En revanche, la chaîne de supermarchés Cleanshelf a été mise à l'index par l'autorité de la concurrence qui lui a ordonné de rembourser les clients après avoir surfacturé des désinfectants pour les mains. "Ce qui s'est passé récemment est injustifiable et nous sommes vraiment désolés", a réagi dans un communiqué Veronica Wambui, la responsable des ventes et du marketing du groupe qui a imputé la surfacturation à l'un de ses employés.
Partout, de l'Afrique du Sud au Sénégal, les files d'attente se multiplient devant les magasins où les familles viennent s'approvisionner en produits de santé et de première nécessité.
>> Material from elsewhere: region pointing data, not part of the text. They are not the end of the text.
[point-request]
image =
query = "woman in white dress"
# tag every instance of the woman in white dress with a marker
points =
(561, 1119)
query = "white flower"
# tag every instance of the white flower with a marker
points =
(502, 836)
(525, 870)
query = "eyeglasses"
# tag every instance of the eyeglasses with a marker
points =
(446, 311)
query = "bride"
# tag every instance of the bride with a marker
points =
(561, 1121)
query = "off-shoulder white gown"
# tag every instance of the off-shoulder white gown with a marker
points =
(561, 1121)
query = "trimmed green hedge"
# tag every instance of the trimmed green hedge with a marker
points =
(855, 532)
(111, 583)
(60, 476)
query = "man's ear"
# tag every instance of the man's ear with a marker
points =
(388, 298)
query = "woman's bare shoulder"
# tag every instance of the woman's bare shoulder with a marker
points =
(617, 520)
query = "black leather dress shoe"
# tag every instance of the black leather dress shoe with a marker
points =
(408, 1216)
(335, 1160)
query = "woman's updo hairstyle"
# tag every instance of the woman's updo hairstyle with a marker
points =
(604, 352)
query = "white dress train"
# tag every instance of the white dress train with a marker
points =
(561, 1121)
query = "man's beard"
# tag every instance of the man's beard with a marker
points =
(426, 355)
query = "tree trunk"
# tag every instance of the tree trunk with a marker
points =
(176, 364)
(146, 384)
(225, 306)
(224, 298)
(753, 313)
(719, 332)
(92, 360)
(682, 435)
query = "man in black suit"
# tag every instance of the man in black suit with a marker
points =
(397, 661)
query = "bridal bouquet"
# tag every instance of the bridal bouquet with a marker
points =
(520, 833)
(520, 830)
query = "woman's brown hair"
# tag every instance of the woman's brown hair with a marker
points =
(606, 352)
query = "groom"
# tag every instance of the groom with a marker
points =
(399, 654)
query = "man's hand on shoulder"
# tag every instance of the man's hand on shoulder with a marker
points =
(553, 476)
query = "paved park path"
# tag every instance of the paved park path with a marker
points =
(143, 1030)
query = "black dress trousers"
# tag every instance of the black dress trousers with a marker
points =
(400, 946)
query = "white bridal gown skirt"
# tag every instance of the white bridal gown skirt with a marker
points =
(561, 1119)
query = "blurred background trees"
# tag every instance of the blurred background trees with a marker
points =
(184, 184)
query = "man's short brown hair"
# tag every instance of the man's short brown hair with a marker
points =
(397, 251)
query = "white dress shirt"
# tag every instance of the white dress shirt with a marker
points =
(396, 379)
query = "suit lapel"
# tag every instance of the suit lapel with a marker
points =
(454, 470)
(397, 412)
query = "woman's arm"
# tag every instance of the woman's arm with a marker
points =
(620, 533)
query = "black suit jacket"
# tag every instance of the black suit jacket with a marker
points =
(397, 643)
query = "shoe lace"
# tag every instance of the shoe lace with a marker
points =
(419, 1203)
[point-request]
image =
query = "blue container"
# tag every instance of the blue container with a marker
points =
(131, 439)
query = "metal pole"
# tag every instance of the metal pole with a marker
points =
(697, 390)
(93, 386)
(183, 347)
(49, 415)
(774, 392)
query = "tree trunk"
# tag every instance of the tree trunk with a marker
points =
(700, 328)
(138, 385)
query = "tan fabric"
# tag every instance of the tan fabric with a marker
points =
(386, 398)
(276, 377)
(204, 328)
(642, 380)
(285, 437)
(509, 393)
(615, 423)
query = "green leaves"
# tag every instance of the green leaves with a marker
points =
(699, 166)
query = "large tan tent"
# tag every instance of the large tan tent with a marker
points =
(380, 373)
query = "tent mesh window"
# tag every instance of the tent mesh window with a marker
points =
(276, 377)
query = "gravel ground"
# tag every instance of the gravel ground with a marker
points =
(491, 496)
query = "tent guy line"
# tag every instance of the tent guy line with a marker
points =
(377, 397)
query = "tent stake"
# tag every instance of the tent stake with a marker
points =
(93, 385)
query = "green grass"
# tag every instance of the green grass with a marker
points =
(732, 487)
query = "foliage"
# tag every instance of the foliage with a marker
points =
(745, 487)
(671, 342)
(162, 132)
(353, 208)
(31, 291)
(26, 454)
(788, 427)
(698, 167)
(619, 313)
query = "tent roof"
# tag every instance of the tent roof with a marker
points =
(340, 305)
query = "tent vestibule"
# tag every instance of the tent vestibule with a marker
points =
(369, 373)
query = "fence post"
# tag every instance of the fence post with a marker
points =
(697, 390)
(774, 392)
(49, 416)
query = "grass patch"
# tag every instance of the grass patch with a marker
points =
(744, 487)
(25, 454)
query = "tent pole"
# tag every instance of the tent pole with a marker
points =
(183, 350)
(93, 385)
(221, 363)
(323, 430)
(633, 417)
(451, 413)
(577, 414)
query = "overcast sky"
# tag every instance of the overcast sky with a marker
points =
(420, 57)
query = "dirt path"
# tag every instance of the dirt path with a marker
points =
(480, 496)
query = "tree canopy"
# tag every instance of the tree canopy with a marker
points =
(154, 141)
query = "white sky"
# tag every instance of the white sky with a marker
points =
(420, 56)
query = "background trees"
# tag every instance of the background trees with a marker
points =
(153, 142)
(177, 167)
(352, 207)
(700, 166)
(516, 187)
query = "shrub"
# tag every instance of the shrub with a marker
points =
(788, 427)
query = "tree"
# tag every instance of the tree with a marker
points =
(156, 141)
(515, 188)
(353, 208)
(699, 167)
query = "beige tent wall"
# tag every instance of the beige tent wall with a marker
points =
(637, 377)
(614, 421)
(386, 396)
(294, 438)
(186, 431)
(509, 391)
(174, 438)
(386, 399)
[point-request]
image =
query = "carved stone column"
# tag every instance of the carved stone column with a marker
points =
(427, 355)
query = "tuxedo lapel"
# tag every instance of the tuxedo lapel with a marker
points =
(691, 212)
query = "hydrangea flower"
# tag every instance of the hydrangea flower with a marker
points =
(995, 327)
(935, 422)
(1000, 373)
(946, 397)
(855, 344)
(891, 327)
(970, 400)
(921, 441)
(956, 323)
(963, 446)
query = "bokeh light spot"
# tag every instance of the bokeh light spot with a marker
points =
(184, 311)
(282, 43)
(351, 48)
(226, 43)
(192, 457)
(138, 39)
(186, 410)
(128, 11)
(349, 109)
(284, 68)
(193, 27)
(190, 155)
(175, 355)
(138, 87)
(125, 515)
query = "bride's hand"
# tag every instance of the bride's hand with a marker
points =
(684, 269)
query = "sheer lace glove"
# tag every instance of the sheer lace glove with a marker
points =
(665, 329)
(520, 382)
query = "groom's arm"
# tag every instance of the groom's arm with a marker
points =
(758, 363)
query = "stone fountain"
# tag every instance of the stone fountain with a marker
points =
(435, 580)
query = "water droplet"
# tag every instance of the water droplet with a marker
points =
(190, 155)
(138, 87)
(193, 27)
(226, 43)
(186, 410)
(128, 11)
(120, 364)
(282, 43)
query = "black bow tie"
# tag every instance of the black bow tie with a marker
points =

Les ventes, confie Anna, gérante d'une grande surface à Dakar dans le quartier Mermoz, ont doublé depuis le 1er mars et les gels désinfectants sont en rupture de stock. L'association des commerçants et industriels du Sénégal craint même de voir une pénurie élargie aux denrées indispensables. De quoi redouter aussi de fortes hausse des prix et l'éclosion du marché noir. Comme en temps de guerre.